When I was at Philmont as a Scout, one day were sitting in our camp chillin. We notice in the camp across from us the Scouts left their food on the tables and laying around the camp. They did not bother packing it up in anyway, not even a bear bag. We watched squirrels and other animals goobling it all up. I remember one of the Scouts asking one of our leaders if we should go chase the animals off. Our leader so no, that Philmont would replace there food and it wold be a major lesson for them.
Yet to this day I still feel kind of bad for that group when I think back to the experience. However as I recall they were under trained and way under experienced for what they were doing. As I recall it was a group we kept bumping into off and on over the ten days making mistake after mistake.
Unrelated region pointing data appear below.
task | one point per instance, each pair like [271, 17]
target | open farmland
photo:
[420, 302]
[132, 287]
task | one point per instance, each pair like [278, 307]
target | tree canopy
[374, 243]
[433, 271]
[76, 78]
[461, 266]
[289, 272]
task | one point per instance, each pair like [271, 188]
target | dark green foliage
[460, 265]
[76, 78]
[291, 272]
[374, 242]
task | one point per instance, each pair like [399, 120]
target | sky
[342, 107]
Maybe that is why I am telling this tail... as its a tail of skill, knowledge, conditioning, etc.
The other group was fine, as our leaders said Philmont did replace there food. Though from that point on that group resented us because we didn't do anything to help them while there were away from camp and it became a bit of a feud. In the end I hope the lessons they learned helped them to be better outdoorsmen.
On the flip side I should tell you a bit about the Troop I was in... We were trained to the point were we were like on auto pilot when in the backcountry. We also went through almost a year of physical and mental conditioning. We were always part of the planning process, and by the end we were doing most of the planning and execution ourselves – probably a lot like how Venturing is today, but back then we were just a High Adventure Team inside of a Troop.
We were the kind of group that got up a bit after sun rise, packed up camp and hit the trail. By mid afternoon we were already in our next camp and situated before the afternoon rains hit (will all but once or twice anyway). We did make mistakes like all kids, but we also had the experience and adult leadership to correct our mistakes. I guess I should point out our Troop meet on a military base, we were all military kids, and we had leaders that were pilots, etc that had been through Air Force wilderness training. I am sure this played a role in how we Scouts were trained and conditioned for the riggers of trail life.
Anyway I guess this was more of a ramblings of my past, but I hope this real tale gives you some kind of hope or inspiration.